Volendo accostare i personaggi di questa storia d'amore al nostro mondo calcistico, le similitudini sembrano alquanto scontate e nette.
I tifosi di calcio sono i “figli di un dio minore” proprio come i sordomuti, perchè questa è la considerazione che gran parte dei calciatori hanno nei confronti dei tifosi della squadra in cui essi giocano. Alcuni giocatori infatti, arrivano perfino a dire in maniera alquanto sfrontata che i tifosi non capiscono nulla di calcio. E quindi è meglio che stiano zitti. Altri dichiarano che i tifosi se amano la loro squadra devono dimostrarlo anche quando i giocatori sbagliano, possibilmente senza fischiarli e magari avallando le loro richieste di aumento contrattuali (manco se fossero 2 lire)... Altri ancora minacciano di andare via se le loro richieste pecuniarie non verranno esaudite.... Roba da mercenari tra i più incalliti!
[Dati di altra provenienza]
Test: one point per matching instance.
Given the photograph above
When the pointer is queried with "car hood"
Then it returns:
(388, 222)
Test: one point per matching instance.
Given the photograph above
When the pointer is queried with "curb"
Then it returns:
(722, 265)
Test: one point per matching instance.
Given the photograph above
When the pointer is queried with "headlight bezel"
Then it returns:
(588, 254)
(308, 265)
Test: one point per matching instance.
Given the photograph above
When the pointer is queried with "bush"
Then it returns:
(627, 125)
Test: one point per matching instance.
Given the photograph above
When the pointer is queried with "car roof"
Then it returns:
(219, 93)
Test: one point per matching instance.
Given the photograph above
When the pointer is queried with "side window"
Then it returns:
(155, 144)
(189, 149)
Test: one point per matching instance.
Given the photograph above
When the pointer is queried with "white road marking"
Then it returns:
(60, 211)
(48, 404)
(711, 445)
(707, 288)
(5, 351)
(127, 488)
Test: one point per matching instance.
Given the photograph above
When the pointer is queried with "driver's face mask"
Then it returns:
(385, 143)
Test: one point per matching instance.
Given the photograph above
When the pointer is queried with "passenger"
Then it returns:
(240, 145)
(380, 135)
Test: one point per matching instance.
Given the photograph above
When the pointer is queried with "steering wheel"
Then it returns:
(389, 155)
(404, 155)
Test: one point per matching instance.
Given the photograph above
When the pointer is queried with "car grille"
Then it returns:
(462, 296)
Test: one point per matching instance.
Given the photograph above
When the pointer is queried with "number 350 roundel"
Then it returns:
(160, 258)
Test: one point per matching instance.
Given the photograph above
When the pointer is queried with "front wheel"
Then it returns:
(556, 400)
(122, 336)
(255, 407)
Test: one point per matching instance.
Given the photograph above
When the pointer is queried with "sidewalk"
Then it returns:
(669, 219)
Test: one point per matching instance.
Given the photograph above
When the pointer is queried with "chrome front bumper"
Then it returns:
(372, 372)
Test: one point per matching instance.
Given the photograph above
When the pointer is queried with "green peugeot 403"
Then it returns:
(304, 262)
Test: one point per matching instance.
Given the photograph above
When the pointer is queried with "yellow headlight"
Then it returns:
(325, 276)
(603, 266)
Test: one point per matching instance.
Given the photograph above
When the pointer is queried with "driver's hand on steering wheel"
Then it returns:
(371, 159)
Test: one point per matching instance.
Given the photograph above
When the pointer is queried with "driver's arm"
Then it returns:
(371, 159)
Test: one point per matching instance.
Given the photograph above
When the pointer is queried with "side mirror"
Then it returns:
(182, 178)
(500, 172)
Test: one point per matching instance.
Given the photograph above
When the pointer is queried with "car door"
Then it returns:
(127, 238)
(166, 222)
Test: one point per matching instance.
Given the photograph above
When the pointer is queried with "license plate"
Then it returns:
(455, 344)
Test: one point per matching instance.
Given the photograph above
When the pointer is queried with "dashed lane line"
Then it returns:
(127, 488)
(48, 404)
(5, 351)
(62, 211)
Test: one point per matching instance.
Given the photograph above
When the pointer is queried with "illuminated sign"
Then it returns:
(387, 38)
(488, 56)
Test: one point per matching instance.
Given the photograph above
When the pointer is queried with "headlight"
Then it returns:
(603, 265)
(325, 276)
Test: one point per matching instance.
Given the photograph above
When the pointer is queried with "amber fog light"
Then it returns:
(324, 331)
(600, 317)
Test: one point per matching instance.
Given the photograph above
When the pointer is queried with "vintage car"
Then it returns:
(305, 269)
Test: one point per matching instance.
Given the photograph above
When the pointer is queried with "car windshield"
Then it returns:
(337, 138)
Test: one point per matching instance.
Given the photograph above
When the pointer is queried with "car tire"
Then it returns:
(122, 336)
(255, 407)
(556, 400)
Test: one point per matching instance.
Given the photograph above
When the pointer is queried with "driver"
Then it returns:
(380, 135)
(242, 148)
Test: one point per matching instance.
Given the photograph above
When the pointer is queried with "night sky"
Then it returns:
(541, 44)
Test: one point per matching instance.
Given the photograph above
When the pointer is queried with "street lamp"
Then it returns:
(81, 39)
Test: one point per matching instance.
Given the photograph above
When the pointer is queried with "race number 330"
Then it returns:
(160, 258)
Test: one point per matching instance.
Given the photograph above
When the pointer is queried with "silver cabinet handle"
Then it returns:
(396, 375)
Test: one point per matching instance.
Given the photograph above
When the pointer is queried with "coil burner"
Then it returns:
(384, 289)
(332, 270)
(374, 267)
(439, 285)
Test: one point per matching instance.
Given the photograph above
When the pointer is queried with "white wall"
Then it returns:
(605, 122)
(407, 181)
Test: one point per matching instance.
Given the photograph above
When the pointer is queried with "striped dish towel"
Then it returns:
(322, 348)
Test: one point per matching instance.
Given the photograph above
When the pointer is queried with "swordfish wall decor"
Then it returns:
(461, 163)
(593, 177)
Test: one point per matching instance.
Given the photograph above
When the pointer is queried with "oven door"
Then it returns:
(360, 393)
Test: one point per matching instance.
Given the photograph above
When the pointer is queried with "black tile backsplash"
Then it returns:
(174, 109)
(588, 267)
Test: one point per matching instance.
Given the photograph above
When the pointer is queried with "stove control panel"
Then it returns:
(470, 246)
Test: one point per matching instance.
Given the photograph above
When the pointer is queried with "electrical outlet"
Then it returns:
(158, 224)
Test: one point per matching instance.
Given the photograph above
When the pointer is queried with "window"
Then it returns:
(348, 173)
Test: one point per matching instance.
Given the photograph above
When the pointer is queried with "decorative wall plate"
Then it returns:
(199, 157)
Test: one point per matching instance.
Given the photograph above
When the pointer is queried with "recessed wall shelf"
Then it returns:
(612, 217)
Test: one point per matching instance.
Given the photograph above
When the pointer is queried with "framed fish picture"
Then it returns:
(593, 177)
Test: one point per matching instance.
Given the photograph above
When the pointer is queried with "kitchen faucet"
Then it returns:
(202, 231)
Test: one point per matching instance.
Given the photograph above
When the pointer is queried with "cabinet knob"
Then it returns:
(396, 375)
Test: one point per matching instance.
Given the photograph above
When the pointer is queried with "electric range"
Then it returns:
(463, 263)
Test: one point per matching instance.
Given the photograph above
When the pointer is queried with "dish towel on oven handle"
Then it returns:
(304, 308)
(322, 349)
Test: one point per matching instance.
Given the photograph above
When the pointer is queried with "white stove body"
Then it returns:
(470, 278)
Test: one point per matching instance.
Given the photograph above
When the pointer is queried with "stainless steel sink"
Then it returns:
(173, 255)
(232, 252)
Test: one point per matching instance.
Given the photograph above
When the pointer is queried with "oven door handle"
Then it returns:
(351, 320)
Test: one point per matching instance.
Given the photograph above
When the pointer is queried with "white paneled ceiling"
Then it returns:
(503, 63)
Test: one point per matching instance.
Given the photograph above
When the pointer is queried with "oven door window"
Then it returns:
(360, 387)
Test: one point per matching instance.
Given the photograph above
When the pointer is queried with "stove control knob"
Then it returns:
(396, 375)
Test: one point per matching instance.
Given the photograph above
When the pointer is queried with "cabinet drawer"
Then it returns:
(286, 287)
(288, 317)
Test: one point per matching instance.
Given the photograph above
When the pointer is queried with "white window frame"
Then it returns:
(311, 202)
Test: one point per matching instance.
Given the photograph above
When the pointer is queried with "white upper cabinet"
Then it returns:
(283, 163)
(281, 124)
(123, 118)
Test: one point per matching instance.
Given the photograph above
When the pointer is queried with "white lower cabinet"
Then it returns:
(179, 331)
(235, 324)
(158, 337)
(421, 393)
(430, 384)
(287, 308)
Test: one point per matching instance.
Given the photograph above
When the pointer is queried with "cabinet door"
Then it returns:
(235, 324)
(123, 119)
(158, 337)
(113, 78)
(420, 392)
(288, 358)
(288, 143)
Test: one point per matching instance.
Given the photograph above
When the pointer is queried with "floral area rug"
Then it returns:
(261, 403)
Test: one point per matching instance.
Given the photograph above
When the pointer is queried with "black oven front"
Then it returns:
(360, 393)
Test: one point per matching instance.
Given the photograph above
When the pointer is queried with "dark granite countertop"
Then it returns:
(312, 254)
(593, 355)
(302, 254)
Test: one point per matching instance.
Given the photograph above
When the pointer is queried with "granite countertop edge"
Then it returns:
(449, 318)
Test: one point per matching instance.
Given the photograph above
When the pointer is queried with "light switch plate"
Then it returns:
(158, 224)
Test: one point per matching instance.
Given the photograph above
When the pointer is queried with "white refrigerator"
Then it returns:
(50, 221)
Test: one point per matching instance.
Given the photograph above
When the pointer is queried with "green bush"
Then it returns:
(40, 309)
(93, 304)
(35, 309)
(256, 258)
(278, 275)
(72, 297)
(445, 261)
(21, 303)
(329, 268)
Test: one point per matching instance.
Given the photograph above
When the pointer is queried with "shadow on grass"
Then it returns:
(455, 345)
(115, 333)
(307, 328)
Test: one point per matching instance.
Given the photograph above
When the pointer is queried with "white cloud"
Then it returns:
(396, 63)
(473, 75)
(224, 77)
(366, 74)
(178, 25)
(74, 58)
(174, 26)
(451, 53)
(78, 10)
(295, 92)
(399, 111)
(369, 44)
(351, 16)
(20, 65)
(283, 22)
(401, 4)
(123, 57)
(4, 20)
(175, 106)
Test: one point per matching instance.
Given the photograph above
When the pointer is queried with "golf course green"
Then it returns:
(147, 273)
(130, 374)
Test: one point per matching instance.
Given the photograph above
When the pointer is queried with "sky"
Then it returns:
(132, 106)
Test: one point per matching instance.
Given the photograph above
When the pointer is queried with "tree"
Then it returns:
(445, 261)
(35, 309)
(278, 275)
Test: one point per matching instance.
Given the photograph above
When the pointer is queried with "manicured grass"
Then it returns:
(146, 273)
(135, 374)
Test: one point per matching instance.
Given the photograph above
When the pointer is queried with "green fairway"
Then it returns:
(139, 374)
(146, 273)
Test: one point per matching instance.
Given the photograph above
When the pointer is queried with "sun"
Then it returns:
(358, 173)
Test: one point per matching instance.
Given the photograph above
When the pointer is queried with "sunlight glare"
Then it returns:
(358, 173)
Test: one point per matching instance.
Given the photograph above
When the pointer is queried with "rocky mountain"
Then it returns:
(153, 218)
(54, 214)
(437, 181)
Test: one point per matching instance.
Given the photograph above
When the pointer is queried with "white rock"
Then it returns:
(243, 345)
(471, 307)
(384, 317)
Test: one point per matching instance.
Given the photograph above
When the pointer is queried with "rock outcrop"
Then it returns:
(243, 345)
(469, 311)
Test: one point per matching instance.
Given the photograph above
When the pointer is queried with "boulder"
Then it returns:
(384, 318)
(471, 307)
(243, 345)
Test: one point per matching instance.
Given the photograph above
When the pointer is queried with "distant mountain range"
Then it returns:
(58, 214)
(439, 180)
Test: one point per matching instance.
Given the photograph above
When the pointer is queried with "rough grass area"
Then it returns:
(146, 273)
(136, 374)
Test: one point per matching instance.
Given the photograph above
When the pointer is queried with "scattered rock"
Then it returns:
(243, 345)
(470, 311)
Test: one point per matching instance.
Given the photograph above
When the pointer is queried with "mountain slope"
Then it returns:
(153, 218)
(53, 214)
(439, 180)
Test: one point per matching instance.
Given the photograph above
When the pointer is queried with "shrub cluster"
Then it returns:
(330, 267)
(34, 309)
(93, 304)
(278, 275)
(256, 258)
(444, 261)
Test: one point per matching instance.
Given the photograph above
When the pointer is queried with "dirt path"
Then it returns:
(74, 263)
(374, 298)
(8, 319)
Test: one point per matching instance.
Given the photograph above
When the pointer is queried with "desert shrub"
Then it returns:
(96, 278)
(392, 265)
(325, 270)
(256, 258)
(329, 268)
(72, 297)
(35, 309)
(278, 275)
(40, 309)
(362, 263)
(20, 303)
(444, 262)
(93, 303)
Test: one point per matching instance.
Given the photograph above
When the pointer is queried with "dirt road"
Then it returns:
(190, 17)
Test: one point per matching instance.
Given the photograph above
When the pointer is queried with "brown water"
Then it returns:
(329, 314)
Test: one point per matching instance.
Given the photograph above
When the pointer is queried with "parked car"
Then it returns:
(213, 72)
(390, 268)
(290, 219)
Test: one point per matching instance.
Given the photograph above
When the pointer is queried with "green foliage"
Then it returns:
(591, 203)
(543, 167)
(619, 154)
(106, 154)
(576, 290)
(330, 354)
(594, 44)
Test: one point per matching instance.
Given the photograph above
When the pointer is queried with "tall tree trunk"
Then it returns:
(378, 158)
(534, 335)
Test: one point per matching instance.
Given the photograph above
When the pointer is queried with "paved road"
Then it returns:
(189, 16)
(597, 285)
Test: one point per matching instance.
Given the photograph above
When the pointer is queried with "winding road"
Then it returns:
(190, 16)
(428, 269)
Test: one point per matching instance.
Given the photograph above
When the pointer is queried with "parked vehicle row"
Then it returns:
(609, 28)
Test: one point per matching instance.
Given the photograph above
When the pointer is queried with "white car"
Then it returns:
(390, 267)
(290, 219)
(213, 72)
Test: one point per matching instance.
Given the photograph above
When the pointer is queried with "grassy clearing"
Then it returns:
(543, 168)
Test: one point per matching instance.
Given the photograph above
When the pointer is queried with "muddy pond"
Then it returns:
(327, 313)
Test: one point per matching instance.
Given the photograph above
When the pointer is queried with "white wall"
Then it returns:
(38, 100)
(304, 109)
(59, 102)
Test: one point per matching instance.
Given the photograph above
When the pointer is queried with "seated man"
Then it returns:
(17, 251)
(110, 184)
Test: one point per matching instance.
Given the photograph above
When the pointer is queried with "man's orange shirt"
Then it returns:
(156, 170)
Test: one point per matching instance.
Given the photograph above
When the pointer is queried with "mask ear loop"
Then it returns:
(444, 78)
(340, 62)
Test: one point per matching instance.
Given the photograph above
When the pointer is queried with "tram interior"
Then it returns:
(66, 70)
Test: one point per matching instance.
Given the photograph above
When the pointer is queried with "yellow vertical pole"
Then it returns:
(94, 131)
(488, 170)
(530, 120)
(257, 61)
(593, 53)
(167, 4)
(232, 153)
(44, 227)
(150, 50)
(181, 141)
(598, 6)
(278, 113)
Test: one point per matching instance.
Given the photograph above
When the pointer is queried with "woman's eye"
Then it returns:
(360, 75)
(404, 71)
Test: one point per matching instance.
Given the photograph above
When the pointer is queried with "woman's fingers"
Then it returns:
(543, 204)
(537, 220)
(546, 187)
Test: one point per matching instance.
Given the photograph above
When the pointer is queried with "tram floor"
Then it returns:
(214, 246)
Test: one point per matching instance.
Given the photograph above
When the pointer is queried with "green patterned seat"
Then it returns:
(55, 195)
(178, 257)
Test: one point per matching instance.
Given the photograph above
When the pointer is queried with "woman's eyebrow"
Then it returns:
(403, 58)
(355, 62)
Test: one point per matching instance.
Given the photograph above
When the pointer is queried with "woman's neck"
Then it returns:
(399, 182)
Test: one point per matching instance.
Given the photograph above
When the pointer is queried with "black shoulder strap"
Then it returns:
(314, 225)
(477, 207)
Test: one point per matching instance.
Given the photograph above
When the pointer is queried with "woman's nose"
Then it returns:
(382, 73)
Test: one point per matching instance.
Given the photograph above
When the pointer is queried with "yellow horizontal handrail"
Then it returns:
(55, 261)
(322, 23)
Quei giocatori però non arrivano a capire una cosa importantissima. L'amore che il tifoso nutre ed esterna, non è diretto precisamente a loro, ma è diretto alla società di calcio che per tanti anni ha fatto sempre palpitare i loro cuori, custodendo il sentimento di eterna fedeltà sempre più forte e sempre più sincero.
Questi giocatori però, non si fanno scrupoli quando decidono di non terminare la carriera nella società che per anni li ha fatti crescere. Essi per amore del denaro abbandonano la società che ha fatto enormi sacrifici per valorizzarli, e se ne infischiano dei tifosi sostenitori, lasciandoli con il cuore spezzato dal dispiacere e con l'animo pregno di delusione.

Questi tipi di giocatori non hanno mai letto per esempio, “avere o essere” di Erich Fromm. Impegnati come sono nella spasmodica scelta della società oltreoceano, dove dovranno trasferirsi, essi vivono in un mondo tutto loro dove non c'è spazio per i sentimenti, ma solo per il denaro. Là infatti, oltreoceano, le paghe per i mercenari sono infinitamente più remunerative. Magari con la stesura di contratti faraonici da sottoporre al beneplacito del loro procuratore e alla firma finale per accettazione del giocatore di turno. Diventa poi per loro una recitazione degna dei più grandi attori teatrali, quando nell'uscire per l'ultima volta dal campo, congedandosi da tutti, baciano la maglia che hanno sempre indossato per anni, e per l'ultima volta in quell'occasione. Ma essi farebbero bene a leggere per un paio di orette, magari in aereo durante la trasvolata oceanica, il libro dal titolo “avere o essere” di Erich Fromm, filosofo e sociologo tedesco vissuto nel '900. Egli sostiene se non sia meglio avere o piuttosto sia meglio essere”. Due modi diversi di concepire la vita.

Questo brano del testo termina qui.